La casa de Andrés era una casa de dos plantas con cuatro habitaciones, dos baños y un jardín en el que jugaba con mi amigo cuando yo era un niño.
Allí vivían sus padres, el abuelo y él.
Una de las estancias a la que llamaban el salón tenía una chimenea y cerca de ella un sillón. En él veía sentado a su abuelo. Me sonreía. Tendría unos ochenta años, era calvo y con bigote. A mi abuelo lo había visto pocas veces, así que adopté al abuelo de Andrés cómo mío. Me siguió gustando su sonrisa y la luz de sus ojos cuando me di cuenta de que entre historia e historia caía algún que otro increíble relato, que ahora llamaríamos ciencia ficción.
De pronto un día dejó de estar. Oímos que había sido de repente, en el sillón rojo, en el que se sentaba siempre. Entonces, imaginé que, de la misma manera que había desaparecido, podría aparecer. Y mientras Andrés y yo crecíamos me fui dando cuenta de que el abuelo no aparecía y que lo de «de repente» había sido una frase hecha, de esas que a los mayores les gusta tanto. Después de unos cuantos años. Yo por entonces le llegaba al padre de Andrés por el hombro. El sillón rojo volvía a tener un ocupante: la tía Amelia. Era tía de Andrés desde hacía poco, bueno, yo no la había visto nunca. Ella había estado viviendo entre París y Berlín, aunque siempre decía que la ciudad más bonita que había visto era Brujas; los canales se congelaban en algunos inviernos, se podía caminar sobre ellos y en verano podías disfrutar de una ciudad llena de colores que esparcían sublimes olores.
Andrés y yo escuchábamos su vida mientras veíamos cómo su cuerpo adelgazaba poco a poco hasta que de nuevo el sillón apareció vacío. Había que ir al entierro y a un funeral, entonces yo tenía quince años.
Dos años más tarde, nuestras familias fueron a despedirnos a la estación. Íbamos a la universidad. El padre de Andrés era un hombre alegre. Algunas veces su espontaneidad le daba el aspecto de hombre sencillo y bonachón. Desde siempre congeniaron mi padre y él.

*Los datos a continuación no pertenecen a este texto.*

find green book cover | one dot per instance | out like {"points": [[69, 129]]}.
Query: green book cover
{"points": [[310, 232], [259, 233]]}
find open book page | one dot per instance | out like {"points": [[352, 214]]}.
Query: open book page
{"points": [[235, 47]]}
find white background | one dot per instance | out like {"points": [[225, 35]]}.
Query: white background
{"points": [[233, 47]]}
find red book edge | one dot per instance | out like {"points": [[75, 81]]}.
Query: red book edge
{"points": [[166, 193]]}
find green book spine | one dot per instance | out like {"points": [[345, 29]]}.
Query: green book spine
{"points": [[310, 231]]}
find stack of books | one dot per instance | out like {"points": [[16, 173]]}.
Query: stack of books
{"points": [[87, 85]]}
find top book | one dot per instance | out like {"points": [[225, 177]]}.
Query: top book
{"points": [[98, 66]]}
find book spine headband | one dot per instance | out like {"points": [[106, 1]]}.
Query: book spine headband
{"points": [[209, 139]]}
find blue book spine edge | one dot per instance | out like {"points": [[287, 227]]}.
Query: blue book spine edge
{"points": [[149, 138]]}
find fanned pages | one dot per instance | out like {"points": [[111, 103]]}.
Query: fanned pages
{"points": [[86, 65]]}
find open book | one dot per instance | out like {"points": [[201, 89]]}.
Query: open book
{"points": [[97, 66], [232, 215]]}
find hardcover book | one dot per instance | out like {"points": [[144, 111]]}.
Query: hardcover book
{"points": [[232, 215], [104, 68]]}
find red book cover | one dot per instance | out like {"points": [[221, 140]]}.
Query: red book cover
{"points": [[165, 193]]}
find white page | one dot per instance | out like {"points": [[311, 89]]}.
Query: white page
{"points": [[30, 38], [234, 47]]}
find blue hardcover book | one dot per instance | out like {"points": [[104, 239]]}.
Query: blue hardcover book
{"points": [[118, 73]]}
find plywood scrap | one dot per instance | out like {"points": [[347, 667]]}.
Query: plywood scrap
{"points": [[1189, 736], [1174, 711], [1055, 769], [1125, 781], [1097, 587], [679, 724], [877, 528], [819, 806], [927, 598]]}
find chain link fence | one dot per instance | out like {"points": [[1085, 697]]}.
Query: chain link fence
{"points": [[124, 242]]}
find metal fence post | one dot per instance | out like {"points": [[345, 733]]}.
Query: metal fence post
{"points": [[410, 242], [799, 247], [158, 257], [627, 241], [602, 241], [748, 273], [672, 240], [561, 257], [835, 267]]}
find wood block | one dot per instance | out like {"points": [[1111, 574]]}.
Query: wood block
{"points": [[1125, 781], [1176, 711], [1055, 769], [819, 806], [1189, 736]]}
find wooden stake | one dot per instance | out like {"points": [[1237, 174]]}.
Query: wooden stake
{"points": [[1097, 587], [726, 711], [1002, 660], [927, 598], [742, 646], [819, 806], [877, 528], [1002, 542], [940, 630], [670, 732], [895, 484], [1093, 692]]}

Cuando se jubilaron, casi cada tarde después de cenar jugaban al ajedrez rodeados del característico olor a tabaco de pipa que señalaba la presencia de papá, como decía mi madre. Ahora echo de menos ese olor, me recuerda tantas cosas, sobre todo el viejo sillón; papá se sentaba en él, aquel sillón que parecía estar hecho para morirse. Ahora está tapizado de granate y cada tarde veo a Andrés, a mi amigo, sentado en él.